Embracing equity, diversity and inclusion as a small charity

CASPA is a small charity in Bromley that encourages autistic pride and supports its members to have fun, learn life skills, and make safe and inclusive community connections. Here, CASPA’s head of HR, development and training, Liezel Kuhn Keyser, shares tips and insights to support your charity’s equity, diversity and inclusion efforts.


CASPA's staff and volunteers wave their arms in the air in celebration. They wear black T-shirts displaying their names and pronouns.
A few members of CASPA's staff team and volunteers. Photo credit: Fields of Growth Photography

At CASPA, our vision is to build a society in which autistic individuals feel supported, understood and empowered to be their full selves and to live their best life.


We provide clubs and activities, residentials, life skills sessions, and an online community for autistic individuals, as well as outreach services and support to families. We also promote understanding and inclusion through our training programme and campaigns. We aim to remove barriers to access and to promote self-advocacy in the decisions that affect autistic individuals’ lives.


Embrace exceptions


Autistic individuals process the world differently and may not engage with colleagues or approach and perform their work in a typical or expected way. This could lead to misunderstandings or unrealistic expectations. The usual organisational rules and processes might not apply or be fit for purpose in all cases, and a unique approach might be required to fit the circumstances.

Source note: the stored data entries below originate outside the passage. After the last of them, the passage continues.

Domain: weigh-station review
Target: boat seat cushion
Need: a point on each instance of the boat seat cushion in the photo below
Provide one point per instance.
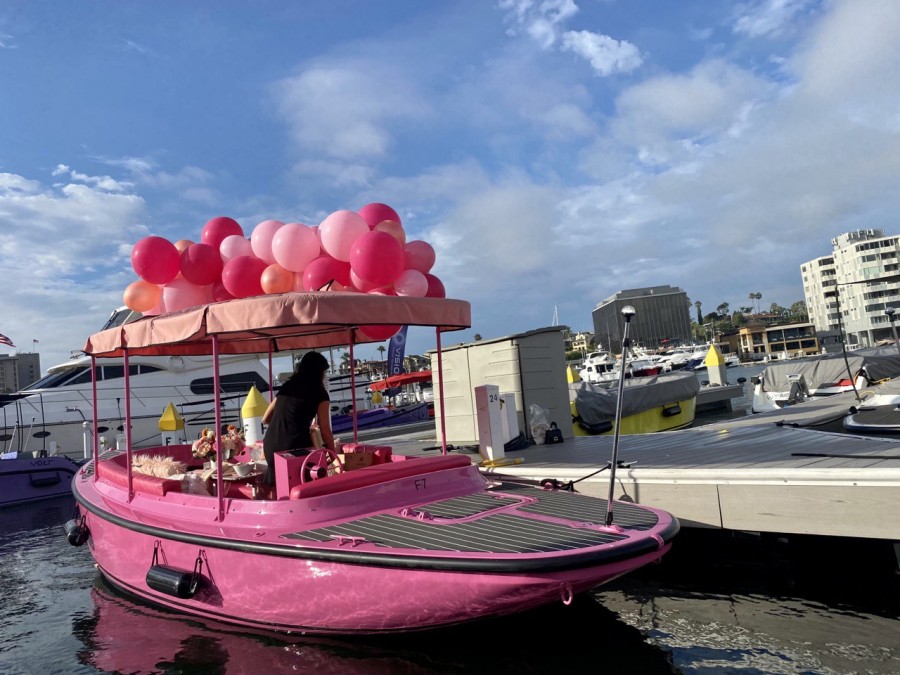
(377, 473)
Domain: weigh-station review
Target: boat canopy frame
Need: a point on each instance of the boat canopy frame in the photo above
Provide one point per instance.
(265, 325)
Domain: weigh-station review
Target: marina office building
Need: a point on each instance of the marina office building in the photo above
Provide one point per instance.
(662, 313)
(850, 289)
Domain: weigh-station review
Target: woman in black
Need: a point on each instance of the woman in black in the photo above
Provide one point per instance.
(300, 400)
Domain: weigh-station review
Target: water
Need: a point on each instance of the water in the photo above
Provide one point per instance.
(717, 604)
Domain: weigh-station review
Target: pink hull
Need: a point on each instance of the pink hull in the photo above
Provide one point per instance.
(280, 593)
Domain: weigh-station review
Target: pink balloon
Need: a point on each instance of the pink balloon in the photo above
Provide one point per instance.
(276, 279)
(182, 294)
(419, 256)
(220, 293)
(233, 246)
(412, 283)
(361, 284)
(375, 213)
(324, 270)
(261, 239)
(295, 246)
(217, 229)
(393, 228)
(201, 264)
(155, 259)
(435, 287)
(241, 276)
(377, 257)
(378, 332)
(339, 231)
(141, 295)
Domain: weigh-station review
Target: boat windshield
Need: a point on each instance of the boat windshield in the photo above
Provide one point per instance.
(120, 316)
(55, 379)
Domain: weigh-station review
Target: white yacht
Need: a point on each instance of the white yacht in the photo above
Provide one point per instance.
(52, 416)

As an HR professional working in the charity and specifically the disability support sector, I believe in taking a person-centred approach to employment law and practices. There are very few employment practices that can’t be reasonably adapted for more effective outcomes whilst still complying with the law.


Invite challenge


Neurodiverse staff bring exceptional personalities, skills and a unique perspective to your organisation that sometimes challenges the ways things have always been done. I see this as a positive factor for organisational growth and development.

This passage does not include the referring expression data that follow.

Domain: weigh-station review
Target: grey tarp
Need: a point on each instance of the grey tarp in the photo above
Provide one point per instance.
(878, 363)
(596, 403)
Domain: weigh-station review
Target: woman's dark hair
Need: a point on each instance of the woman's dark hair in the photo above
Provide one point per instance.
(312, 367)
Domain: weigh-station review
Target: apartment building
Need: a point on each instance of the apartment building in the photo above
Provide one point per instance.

Creating the psychological safety needed for staff to offer open and honest feedback challenges organisations to look at new and different ways of engaging with their staff and volunteers.


Autistic individuals who feel safe, understood and accepted in their environment tend to feel more confident to express their need for certain adjustments, share alternative ideas for ways of working, and offer creative solutions to workplace challenges that others haven’t thought of.


Dare to do things differently


Allowing for exceptions, being open to challenge and brave enough to make changes provides an opportunity for organisations to disrupt practices that are no longer, or have never really been, fit for purpose.


When organisations embrace neurodiversity and implement workplace adaptations for autistic individuals, this often benefits their colleagues too and improves organisational culture. This approach also increases an organisation’s overall resilience and improves its ability to navigate and adapt to change. 


Keep information clear and focused


On a brief practical note, given the limitations of the post, a key lesson I learned as an HR professional is to keep it simple and keep working at streamlining processes and information to improve accessibility.


This can be achieved by using clear and concise language, reducing sentence and paragraph lengths, and using visuals in instructions.


Only including what is useful and necessary addresses some of the barriers autistic individuals face when processing visual and auditory information.